Limited prescriptive power:
Legal realism is like studying how things are done in the real world of law. It helps us understand how judges and lawyers make decisions. However, it doesn’t tell us how to improve the law or fix problems. While it points out issues, it doesn’t give clear ways to solve them. So, even though it tells us about problems, it doesn’t provide easy solutions for improving the legal system.
Difficulty in generalization:
Legal realism looks closely at specific legal situations to understand how decisions are made. But because it focuses on individual cases, it’s hard to make big, general rules that apply everywhere. What’s true in one case might not be true in another, so it’s tricky to create broad rules that work for all legal situations.
Legal realism resembles a criminal investigator attempting to comprehend how regulations work. It says that regulations can be interesting and messy because they rely upon numerous things, similar to individuals’ thought processes and how judges choose.
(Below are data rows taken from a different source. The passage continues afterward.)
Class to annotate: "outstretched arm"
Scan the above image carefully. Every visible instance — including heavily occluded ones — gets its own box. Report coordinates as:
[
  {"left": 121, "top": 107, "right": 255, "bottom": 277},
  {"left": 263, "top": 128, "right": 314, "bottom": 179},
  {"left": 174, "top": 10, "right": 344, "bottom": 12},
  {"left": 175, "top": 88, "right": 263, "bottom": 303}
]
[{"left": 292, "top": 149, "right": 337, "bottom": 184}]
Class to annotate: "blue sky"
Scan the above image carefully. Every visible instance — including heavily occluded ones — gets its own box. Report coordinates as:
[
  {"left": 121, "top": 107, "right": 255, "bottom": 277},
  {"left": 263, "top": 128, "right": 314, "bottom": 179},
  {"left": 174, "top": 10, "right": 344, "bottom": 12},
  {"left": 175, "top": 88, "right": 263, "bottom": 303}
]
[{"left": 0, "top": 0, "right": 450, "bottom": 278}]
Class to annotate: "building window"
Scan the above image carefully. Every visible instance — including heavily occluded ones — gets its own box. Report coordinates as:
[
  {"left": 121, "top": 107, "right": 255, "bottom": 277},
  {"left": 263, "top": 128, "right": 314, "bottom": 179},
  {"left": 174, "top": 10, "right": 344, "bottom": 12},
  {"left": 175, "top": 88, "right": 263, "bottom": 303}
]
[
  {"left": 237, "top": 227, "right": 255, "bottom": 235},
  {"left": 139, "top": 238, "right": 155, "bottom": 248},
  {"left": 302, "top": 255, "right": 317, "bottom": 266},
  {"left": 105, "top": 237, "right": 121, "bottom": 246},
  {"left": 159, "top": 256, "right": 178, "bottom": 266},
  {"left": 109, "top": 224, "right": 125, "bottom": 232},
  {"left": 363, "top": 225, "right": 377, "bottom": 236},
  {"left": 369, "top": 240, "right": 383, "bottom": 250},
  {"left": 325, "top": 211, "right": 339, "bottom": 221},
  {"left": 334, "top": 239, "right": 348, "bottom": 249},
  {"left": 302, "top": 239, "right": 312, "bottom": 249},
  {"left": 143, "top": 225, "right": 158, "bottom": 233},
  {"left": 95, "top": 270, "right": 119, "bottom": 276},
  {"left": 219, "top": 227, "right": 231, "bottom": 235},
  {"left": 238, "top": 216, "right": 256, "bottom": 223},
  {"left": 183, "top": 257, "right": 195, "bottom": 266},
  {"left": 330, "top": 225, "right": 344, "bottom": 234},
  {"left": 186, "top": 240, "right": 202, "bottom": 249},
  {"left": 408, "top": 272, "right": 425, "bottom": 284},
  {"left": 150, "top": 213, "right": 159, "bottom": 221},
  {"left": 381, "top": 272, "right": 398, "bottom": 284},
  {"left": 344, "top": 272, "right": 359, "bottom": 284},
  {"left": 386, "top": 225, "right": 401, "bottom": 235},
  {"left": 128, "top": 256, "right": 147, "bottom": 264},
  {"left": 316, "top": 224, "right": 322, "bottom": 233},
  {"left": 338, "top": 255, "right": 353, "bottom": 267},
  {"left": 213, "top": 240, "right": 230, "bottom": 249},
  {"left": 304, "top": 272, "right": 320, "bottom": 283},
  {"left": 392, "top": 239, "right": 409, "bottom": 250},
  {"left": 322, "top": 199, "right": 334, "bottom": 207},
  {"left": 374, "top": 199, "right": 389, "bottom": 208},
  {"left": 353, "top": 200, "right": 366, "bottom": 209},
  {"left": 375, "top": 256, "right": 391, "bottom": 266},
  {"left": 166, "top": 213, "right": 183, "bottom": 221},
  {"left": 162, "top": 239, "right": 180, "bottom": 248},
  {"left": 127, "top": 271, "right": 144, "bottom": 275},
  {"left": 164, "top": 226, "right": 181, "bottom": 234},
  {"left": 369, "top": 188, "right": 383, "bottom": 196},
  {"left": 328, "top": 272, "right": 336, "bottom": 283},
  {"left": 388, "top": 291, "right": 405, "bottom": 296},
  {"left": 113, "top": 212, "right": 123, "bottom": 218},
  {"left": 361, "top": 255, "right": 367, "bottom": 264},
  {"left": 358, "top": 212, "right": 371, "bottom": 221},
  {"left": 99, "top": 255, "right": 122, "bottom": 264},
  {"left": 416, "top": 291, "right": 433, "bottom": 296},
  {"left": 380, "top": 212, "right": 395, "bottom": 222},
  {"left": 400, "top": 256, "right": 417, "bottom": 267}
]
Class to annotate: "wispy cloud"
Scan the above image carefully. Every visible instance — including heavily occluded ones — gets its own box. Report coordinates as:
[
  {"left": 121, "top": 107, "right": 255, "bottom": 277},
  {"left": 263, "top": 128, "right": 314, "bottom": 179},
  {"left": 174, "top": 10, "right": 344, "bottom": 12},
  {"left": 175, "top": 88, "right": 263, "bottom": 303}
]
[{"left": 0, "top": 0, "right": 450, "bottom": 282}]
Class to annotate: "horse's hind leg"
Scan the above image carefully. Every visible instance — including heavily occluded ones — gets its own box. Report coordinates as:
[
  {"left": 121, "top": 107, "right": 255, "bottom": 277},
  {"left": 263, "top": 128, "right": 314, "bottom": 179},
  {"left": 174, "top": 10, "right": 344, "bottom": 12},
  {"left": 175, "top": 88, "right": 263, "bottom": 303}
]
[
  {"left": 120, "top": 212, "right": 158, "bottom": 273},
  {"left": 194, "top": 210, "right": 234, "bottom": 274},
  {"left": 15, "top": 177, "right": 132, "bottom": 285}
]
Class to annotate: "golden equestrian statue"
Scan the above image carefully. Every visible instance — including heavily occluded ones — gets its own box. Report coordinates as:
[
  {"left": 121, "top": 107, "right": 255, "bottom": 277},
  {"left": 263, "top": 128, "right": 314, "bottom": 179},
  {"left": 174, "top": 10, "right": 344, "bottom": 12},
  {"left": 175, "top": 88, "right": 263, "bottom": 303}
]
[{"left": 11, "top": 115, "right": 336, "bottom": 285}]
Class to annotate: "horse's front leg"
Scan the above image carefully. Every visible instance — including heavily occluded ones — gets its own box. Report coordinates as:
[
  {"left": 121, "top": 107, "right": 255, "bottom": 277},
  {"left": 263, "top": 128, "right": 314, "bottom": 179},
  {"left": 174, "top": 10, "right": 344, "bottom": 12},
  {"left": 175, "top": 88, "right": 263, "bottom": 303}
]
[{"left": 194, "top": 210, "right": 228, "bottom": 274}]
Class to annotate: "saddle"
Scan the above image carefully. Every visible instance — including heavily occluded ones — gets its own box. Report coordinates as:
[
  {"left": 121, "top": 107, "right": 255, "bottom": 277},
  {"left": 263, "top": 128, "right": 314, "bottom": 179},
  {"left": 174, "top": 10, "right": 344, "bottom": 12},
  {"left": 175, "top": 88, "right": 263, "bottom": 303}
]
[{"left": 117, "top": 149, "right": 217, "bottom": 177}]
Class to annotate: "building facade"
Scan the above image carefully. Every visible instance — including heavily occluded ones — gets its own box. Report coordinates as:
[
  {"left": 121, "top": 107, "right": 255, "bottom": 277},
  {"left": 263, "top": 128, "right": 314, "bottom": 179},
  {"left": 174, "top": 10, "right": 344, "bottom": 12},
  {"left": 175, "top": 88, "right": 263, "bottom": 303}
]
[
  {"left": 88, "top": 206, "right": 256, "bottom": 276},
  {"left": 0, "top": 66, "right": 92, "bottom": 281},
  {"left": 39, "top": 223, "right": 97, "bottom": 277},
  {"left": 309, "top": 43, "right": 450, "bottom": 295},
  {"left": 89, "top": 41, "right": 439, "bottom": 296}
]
This thought assists us in seeing that regulations are not simply severe guidelines; they are affected by society, individual convictions, and how legal counselors and judges act. Legitimate authenticity assists us with checking out regulations in a more nitty gritty and sensible way, showing us that the lawful world is perplexing and brimming with fascinating riddles to settle.
Legal realism is like wearing special glasses that help us see laws more clearly. It tells us that laws are not always clear-cut and can change based on different situations and people’s thoughts. This idea helps us understand laws better by considering all the different factors that affect them, like what people believe and how they behave. Legal realism encourages us to look at laws from many angles, making our understanding of the legal world more complete. It’s like solving a big puzzle determining how laws and society fit together.